PEOPLE ARE FREE in this world to live for themselves alone if they want to and let the rest go hang, and they are free to live out the dismal consequences as long as they can stand it. The doctrine of Hell proclaims that they retain this same freedom in whatever world comes next. Thus the possibility of making damned fools of ourselves would appear to be limitless. 

Or maybe Hell is the limit. Since the damned are said to suffer as dismally in the next world as they do in this one, they must still have enough life left in them to suffer with, which means that in their flight from Love, God apparently stops them just this side of extinguishing themselves utterly. Thus the bottomless pit is not really bottomless. Hell is the bottom beyond which God in his terrible mercy will not let them go. 

Dante saw written over the gates of Hell the words "Abandon all hope ye who enter here," but he must have seen wrong.
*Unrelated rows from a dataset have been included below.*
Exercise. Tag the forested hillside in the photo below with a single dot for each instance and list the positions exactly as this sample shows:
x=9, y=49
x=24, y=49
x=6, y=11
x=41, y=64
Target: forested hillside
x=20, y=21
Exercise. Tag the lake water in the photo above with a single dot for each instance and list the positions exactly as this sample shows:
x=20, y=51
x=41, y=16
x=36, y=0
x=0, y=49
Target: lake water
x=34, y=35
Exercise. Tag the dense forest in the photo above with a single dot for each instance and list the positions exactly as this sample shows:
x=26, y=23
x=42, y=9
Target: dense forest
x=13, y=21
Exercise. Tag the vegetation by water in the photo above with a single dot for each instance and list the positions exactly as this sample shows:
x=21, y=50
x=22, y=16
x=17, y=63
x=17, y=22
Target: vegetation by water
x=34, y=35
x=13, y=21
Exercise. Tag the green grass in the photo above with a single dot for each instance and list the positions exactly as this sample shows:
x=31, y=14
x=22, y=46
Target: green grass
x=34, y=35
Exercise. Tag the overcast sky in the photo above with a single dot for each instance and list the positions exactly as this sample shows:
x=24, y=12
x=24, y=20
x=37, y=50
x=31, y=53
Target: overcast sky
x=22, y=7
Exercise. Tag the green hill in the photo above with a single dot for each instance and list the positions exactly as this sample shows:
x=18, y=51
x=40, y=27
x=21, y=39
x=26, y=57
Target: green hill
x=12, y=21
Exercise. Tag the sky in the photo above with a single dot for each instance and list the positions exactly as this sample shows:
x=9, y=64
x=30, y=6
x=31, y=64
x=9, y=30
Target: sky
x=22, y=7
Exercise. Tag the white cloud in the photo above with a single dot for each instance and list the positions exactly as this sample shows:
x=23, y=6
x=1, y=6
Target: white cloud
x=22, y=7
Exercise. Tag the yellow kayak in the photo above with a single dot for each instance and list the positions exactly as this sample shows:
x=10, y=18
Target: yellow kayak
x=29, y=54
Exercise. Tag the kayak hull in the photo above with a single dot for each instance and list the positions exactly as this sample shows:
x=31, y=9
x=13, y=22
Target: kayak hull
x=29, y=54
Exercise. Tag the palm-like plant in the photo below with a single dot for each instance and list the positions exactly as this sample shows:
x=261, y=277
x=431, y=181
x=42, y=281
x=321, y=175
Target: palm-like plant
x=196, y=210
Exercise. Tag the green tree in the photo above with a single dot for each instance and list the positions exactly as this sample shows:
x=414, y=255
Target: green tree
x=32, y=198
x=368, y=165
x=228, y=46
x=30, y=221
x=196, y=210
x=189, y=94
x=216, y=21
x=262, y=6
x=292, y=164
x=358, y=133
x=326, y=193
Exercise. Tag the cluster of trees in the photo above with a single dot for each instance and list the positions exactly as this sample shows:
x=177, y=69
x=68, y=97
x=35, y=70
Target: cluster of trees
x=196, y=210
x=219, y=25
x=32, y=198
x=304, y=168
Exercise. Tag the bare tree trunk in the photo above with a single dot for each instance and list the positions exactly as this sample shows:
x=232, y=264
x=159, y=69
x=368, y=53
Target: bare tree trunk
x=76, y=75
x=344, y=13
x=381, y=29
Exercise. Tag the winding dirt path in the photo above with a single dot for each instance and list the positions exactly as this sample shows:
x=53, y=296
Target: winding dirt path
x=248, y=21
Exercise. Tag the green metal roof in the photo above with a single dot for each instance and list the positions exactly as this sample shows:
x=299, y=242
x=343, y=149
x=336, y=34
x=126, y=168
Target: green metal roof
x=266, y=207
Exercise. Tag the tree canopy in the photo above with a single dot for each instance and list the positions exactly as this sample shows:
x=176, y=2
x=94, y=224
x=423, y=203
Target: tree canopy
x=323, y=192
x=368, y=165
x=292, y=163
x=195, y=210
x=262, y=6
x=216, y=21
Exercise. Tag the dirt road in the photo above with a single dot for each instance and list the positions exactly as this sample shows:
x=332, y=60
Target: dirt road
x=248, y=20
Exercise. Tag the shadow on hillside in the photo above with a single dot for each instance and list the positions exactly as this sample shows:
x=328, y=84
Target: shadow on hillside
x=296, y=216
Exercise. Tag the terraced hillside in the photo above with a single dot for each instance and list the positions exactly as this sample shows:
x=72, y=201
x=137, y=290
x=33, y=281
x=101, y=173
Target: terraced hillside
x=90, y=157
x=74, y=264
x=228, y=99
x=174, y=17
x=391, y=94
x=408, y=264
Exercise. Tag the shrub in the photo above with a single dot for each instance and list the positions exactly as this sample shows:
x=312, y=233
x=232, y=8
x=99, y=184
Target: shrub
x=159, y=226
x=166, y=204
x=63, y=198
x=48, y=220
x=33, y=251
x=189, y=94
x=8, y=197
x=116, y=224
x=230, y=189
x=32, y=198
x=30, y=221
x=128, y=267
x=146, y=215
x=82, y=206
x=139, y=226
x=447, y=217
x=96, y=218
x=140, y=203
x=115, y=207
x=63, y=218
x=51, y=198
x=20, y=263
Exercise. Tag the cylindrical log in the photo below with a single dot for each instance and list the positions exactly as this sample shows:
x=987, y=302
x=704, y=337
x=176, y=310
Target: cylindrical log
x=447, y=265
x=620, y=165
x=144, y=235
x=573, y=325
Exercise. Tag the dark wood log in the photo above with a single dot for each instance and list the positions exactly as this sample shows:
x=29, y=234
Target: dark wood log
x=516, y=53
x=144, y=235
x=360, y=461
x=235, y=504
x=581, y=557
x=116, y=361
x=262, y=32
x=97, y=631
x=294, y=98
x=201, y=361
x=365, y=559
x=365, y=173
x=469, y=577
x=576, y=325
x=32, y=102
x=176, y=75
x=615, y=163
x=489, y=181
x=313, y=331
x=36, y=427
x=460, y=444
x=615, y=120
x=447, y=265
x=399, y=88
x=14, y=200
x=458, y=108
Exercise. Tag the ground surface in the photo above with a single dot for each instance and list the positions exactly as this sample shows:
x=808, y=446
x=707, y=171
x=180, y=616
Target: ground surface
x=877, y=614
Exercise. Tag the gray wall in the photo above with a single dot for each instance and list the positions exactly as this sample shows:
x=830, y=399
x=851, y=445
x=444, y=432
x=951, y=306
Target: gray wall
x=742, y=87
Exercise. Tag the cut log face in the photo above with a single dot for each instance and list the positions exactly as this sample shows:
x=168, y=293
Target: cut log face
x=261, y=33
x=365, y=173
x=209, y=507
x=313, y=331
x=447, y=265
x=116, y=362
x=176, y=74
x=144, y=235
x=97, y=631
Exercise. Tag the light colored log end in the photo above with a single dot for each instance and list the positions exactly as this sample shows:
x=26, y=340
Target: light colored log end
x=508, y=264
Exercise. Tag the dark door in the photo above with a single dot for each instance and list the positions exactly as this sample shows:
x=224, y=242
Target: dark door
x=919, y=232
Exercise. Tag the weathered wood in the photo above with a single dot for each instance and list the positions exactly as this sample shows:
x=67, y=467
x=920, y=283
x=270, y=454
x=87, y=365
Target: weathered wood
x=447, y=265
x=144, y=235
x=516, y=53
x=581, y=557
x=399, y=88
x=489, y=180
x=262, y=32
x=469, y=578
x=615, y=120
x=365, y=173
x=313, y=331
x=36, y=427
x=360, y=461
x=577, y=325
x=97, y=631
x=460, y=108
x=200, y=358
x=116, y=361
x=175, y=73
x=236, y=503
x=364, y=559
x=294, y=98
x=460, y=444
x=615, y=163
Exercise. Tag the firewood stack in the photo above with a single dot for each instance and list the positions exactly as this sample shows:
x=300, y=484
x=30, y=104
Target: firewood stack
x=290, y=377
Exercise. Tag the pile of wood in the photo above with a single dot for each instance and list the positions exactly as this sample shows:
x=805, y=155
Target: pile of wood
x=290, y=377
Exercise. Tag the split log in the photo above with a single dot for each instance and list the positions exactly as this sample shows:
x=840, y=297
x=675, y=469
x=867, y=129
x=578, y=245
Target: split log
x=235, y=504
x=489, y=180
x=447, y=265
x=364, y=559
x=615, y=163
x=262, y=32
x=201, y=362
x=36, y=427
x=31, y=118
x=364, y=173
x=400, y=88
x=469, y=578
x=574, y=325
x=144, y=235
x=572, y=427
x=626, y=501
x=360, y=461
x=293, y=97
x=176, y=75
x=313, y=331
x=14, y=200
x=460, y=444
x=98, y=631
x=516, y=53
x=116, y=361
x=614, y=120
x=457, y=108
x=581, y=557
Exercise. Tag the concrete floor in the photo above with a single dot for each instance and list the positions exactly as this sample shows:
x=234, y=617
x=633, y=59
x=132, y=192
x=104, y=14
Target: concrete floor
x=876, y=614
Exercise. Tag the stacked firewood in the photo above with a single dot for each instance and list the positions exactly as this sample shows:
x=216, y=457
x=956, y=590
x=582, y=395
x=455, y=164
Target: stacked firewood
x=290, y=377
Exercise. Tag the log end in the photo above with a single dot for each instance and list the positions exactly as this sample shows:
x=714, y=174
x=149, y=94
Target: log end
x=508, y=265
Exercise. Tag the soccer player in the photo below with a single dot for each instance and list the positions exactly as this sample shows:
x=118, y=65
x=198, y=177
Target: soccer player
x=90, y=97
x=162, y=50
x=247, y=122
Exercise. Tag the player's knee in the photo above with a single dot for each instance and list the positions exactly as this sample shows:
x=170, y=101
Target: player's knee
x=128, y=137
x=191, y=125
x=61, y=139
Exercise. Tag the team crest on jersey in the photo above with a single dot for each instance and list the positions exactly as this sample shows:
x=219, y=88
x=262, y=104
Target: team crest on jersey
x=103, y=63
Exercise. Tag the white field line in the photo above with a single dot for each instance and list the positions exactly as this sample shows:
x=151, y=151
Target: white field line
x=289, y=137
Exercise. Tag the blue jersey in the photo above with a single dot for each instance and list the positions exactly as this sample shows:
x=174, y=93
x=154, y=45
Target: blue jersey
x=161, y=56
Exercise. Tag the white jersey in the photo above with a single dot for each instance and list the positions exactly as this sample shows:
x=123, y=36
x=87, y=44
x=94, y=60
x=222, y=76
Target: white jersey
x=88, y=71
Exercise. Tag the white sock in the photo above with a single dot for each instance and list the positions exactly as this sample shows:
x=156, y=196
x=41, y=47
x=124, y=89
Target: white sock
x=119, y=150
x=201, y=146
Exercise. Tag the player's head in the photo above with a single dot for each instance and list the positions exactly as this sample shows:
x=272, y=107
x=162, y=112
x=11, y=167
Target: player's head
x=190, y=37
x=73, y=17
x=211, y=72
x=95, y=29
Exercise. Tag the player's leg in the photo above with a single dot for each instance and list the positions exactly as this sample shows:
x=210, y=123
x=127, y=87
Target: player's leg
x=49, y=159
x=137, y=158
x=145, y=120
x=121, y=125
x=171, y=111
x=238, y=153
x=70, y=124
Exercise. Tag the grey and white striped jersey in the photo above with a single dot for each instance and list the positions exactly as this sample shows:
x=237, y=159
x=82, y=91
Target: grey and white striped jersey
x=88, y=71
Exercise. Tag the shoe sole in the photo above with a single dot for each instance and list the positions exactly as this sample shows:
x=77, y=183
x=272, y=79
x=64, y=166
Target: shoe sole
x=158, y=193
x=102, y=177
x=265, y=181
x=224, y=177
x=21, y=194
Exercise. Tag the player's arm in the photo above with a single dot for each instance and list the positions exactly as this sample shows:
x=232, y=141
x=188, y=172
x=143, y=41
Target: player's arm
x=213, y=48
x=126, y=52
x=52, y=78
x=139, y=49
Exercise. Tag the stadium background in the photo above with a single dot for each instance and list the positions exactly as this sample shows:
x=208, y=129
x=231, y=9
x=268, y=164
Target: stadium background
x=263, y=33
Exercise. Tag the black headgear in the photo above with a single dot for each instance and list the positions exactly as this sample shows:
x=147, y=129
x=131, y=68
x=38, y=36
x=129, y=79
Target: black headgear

If there is suffering life in Hell, there must also be hope in Hell, because where there is life there is the Lord and giver of life, and where there is suffering he is there too because the suffering of the ones he loves is also his suffering. 

"He descended into Hell,"' the Creed says, and "If I make my bed in Sheol, thou art there," the Psalmist (139:8). It seems there is no depth to which he will not sink. Maybe not even Old Scratch will be able to hold out against him forever.